Nigeria’s armed forces killed scores of Boko Haram militants and rescued 20 women and children as part of an operation in the Sambisa forest, the group’s remaining hideout in the northeast of Africa’s most populous nation, the military said on Saturday.
In a statement, military spokesperson, Major General Chris Olukolade, said one soldier was killed in a landmine explosion during Friday’s operation and around 10 others were injured. Thousands have been killed in the Islamist group’s six-year insurgency that at its height saw the insurgents control an area the size of Belgium in Africa’s biggest oil producer.
But the group, whose name means “Western education is sinful” in the Hausa language, has been pushed from most of the territory it controlled in the past few months by Nigeria’s army with assistance, at times, from soldiers provided by neighbouring Chad, Niger and Cameroon.
“Troops have forged ahead with the on-going offensive operations as scores of the terrorists died in the assault on their bases,” said Olukolade.” A total of 20 women and children were rescued,” added the military spokesperson, who said the operation was on-going.

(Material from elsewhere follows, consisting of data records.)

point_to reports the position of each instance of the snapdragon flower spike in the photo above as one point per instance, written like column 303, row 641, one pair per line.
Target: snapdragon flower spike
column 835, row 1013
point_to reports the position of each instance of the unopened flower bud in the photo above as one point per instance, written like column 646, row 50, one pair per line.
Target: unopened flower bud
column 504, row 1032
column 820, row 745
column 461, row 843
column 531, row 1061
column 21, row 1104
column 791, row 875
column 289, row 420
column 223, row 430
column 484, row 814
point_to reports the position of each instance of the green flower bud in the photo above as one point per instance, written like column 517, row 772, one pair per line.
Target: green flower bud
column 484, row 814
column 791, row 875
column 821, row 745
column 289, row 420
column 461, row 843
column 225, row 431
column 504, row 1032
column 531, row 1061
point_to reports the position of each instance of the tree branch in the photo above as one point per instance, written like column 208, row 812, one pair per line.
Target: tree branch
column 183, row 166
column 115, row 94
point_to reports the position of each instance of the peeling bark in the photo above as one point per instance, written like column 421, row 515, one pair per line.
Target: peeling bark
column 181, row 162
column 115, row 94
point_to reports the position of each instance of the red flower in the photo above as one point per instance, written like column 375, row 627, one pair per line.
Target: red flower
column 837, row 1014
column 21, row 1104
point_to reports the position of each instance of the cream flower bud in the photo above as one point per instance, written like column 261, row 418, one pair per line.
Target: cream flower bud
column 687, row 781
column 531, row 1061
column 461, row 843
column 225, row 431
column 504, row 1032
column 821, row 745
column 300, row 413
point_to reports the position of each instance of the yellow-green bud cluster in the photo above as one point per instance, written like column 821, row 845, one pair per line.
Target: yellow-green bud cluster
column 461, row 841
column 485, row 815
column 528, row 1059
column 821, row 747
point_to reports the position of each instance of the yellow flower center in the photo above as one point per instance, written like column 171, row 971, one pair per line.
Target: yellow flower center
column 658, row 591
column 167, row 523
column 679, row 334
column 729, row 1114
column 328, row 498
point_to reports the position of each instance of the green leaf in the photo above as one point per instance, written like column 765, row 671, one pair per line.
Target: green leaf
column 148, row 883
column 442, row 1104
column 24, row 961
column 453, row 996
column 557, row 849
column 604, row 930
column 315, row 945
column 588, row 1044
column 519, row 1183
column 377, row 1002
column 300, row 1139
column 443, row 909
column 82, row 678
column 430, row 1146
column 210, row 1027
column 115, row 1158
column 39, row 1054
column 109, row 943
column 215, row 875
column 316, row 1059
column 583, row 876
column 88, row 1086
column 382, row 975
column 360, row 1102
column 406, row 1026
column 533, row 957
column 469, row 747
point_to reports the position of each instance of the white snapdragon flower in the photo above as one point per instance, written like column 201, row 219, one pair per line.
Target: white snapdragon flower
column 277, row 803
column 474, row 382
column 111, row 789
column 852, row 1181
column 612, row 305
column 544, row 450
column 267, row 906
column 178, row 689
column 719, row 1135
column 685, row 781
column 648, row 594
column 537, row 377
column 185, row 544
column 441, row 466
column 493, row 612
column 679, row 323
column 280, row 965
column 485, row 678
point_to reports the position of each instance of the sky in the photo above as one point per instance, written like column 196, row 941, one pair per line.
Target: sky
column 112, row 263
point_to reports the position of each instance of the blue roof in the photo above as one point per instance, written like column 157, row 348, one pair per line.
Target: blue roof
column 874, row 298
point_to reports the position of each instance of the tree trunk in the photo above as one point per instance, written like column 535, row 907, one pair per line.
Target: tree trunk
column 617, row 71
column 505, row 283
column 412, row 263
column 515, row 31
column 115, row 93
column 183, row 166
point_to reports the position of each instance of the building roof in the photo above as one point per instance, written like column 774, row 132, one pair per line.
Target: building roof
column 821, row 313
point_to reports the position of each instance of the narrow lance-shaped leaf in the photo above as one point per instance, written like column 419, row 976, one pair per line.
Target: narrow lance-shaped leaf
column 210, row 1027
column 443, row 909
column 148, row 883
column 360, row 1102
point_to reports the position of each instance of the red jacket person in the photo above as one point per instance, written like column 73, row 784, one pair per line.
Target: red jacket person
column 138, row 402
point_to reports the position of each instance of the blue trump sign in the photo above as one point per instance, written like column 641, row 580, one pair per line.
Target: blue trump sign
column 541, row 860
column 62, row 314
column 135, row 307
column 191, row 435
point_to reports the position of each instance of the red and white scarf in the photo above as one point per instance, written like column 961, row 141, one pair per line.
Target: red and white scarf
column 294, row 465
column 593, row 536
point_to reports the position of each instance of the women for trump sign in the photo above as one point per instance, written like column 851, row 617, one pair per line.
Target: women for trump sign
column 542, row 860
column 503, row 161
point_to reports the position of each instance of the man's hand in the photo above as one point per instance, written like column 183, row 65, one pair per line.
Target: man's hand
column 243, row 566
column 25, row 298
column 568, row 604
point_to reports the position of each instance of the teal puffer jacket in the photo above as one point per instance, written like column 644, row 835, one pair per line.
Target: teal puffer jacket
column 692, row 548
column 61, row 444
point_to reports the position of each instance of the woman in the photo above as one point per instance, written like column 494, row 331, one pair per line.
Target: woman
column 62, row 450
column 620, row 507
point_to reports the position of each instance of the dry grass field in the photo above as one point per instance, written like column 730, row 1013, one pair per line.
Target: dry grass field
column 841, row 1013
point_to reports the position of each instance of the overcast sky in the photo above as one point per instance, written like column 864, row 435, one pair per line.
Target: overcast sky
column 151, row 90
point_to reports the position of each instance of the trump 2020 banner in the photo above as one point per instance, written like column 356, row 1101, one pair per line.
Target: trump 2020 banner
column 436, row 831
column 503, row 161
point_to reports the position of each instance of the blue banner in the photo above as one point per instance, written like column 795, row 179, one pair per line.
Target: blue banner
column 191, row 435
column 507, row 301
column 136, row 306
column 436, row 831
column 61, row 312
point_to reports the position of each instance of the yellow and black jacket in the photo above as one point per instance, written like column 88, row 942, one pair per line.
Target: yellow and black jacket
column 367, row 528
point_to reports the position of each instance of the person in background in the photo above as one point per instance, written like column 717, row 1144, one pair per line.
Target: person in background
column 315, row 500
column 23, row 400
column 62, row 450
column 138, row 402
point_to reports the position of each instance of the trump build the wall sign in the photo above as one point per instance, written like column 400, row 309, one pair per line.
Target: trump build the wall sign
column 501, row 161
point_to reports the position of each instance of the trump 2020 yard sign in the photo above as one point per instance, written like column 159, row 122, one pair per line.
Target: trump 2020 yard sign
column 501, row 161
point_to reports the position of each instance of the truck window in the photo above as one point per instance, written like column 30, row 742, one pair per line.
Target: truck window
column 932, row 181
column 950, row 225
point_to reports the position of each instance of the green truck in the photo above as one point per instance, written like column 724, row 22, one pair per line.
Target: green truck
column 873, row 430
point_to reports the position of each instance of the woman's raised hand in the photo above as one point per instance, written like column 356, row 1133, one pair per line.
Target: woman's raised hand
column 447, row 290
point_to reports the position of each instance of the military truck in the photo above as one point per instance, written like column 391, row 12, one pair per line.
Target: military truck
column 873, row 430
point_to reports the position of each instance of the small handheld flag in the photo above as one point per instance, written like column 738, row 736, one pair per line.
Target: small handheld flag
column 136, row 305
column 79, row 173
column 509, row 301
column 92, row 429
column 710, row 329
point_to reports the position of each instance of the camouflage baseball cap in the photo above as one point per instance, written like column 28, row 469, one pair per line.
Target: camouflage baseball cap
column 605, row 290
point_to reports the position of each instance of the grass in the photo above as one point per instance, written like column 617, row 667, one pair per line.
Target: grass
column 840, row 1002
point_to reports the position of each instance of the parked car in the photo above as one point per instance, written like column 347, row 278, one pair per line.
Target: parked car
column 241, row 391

The Sambisa forest covers a vast area in a remote part of northeast Nigeria, making it difficult to verify the claims. The military did not say if those rescued included any of the 200 schoolgirls Boko Haram abducted from the town of Chibok last year, an attack that sparked an international outcry.
Diplomats and intelligence officials said they believed at least some of the girls were being held in the forest about 100km (60 miles) from Chibok, although US reconnaissance drones failed to find them.
The Nigerian army has freed more than 700 women held by Boko Haram in recent weeks but the Chibok girls have not been among them. Boko Haram, which sometimes puts out statements and videos via the Internet, has not commented on the military’s claims.
Nigerians hope president-elect, Muhammadu Buhari, a former army general who will be inaugurated on Friday, will stamp out the rebellion which his predecessor, Goodluck Jonathan, struggled to confront.